When litigation is reasonably anticipated, relevant ESI must be identified and preserved, and when litigation is pending, it must be reviewed for relevance and privilege. This process (especially during litigation) can consume costly attorney review time.

Given the volume of ESI, full manual review of all documents is usually impractical. Instead, most law firms use key word searches for collecting relevant documents, often with “Boolean operators” (e.g., “and”, “or”, “but not”). Although key word searches are widely accepted by courts as sufficient to satisfy parties' duty to collect responsive documents, this type of search can result in document collections that are both over-inclusive in some areas and under-inclusive in others. For example, emails often contain informal abbreviations, acronyms, and spelling errors that key words will invariably miss. The results of key word searches must then be reviewed by attorneys for relevance and privilege.

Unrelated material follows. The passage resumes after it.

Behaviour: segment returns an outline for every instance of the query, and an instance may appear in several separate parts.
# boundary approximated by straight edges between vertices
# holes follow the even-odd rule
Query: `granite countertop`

Recently, sophisticated technologies have emerged that are more efficient than key word searches. Studies show that these technologies are also more accurate than manual review in identifying relevant documents and excluding irrelevant ones.

Computer-assisted coding, often referred generally to as “predictive coding,” uses complex algorithms that allow for the efficient review of vast amounts of documents and pinpoint those of relevance. The coding process is relatively simple. Review teams code a “seed set” of documents, and the computer software identifies properties of these documents that it then uses to code others. Reviewers then spot-check the computer's efforts and provide the computer feedback on how it is coding the documents. Usually only a few thousand documents need to be reviewed manually before the documents coded by people and those coded by the computer sufficiently overlap. One drawback of predictive coding is the significant initial expense involved to create the algorithm; consequently, unless there is a sufficiently large amount of documents to review, there is a risk that predictive coding will not save clients money. Other TAR search methodologies include “Bayesian classifiers,” “Fuzzy Search Models,” “Clustering,” and “Concept and Categorization Tools,” all of which focus on word patterns contained in documents. In all cases, any TAR review must include sufficient sampling, attorney review, quality control measures, and effective project management.

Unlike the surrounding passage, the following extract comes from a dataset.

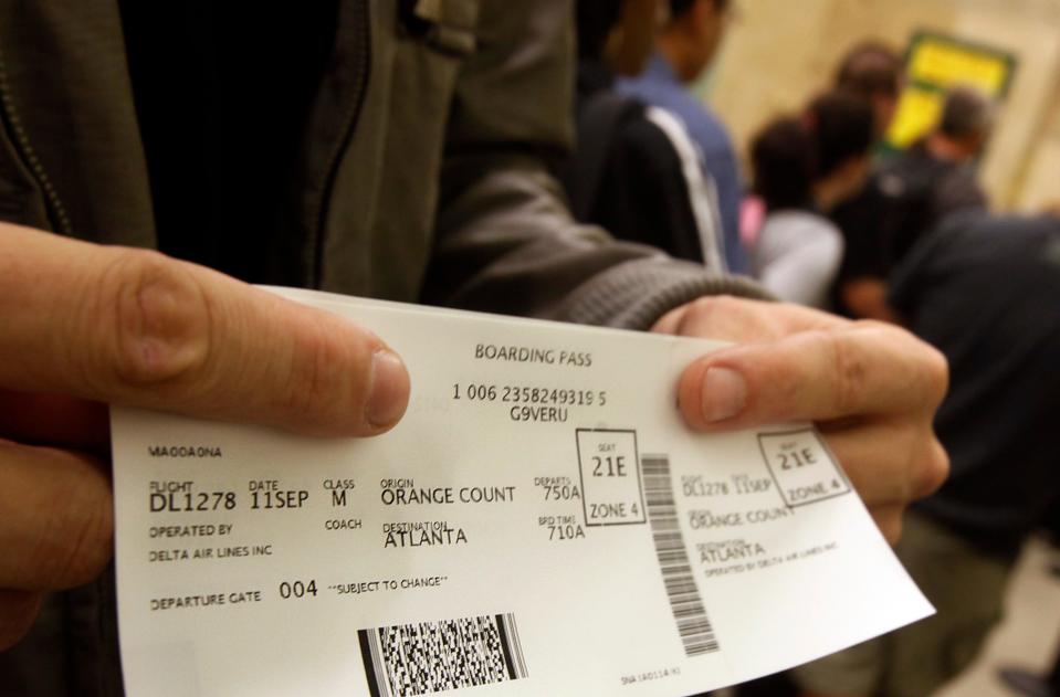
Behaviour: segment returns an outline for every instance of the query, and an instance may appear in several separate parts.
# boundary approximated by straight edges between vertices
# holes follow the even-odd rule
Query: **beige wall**
[[[1057,0],[738,0],[737,8],[707,99],[742,154],[766,120],[826,87],[854,43],[871,36],[904,51],[915,31],[930,30],[1017,56],[980,175],[996,207],[1060,199]],[[1047,177],[1050,168],[1056,175]]]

Some courts have indicated their support for the use of TAR, provided certain safeguards are included in the document review process. For example, a recent judicial decision in the Southern District of New York validated the use of predictive coding, but noted that the most important issue was the use of an appropriately-tailored review process. See Da Silva Moore v. Publicis Groupe, 2012 U.S. Dist. Lexis 23350, at *3, 40 (S.D.N.Y. Feb. 24, 2012) (“computer-assisted review is an acceptable way to search for relevant ESI in appropriate cases,” but “counsel must design an appropriate process”).

New technologies may also assist with data preservation. For example, some companies routinely “index” their entire universe of ESI as a prophylactic measure even before litigation is anticipated. This is supposed to allow for responsive documents to be easily identified—similar to when a “Windows Search” is performed on a computer running Windows. Some indexing software allow for searches of backed up files, and some are intended to enable a party to “crawl” through active data. ESI that is identified from indexes can then be locked down “in place” or transferred to secure locations. This process of indexing the entire universe of ESI is expensive, however, and commentators have noted that the capabilities of indexing software are largely unproven. As a result, the sufficiency of the preservation process subsequently may be challenged, potentially leaving the party at risk for a claim of spoliation.

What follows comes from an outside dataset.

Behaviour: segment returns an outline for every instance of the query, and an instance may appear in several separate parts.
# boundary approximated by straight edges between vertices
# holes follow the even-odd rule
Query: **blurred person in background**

The 2006 Amendments to Fed. R. Civ. P. 26(f) focused on electronic discovery, but the Amendments did not identify particular approaches or technologies that must be used in preservation or review of ESI. Instead, the Amendments provided that parties should agree on the reasonable steps needed to comply with discovery of ESI. Given the rapid and unpredictable development of technology, this seems like the right approach; most issues can be resolved by agreement between parties. In the absence of agreement, however, we recommend that parties engage the court early in the process so that preservation and review methodologies will not be challenged after parties have undertaken substantial investments in their ESI processes.